George Dyson, one of my all-time-favorite science writers, has written a short science fiction story for Edge. Bruce Sterling describes it thusly: "Amazingly, this piece reads almost exactly like I would have imagined it. Try to imagine Hugo Gernsback writing "Ralph 124C41+" only Hugo used to live in a treehouse, is a comprehensive scholar of extinct technologies, and has an IQ high enough to boil mercury."

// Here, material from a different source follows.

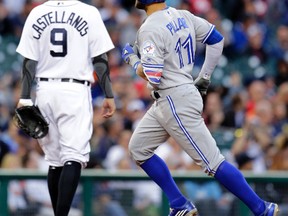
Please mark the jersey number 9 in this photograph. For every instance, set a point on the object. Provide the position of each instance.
(58, 37)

Google was inverting the von Neumann matrix–by coaxing the matrix into inverting itself. Von Neumann's "Numerical Inverting of Matrices of High Order," published (with Herman Goldstine) in 1947, confirmed his ambition to build a machine that could invert matrices of non-trivial size. A 1950 postscript, "Matrix Inversion by a Monte Carlo Method," describes how a statistical, random-walk procedure credited to von Neumann and Stan Ulam "can be used to invert a class of n-th order matrices with only n2 arithmetic operations in addition to the scanning and discriminating required to play the solitaire game." The aggregate of all our searches for unpredictable (but meaningful) strings of bits, is, in effect, a Monte Carlo process for inverting the matrix that constitutes the World Wide Web.

Ed developed a rapport with the machines that escaped those who had never felt the warmth of a vacuum tube or the texture of a core memory plane. Within three months he was not only troubleshooting the misbehavior of individual data centers, but examining how the archipelago of data centers cooperated–and competed–on a global scale.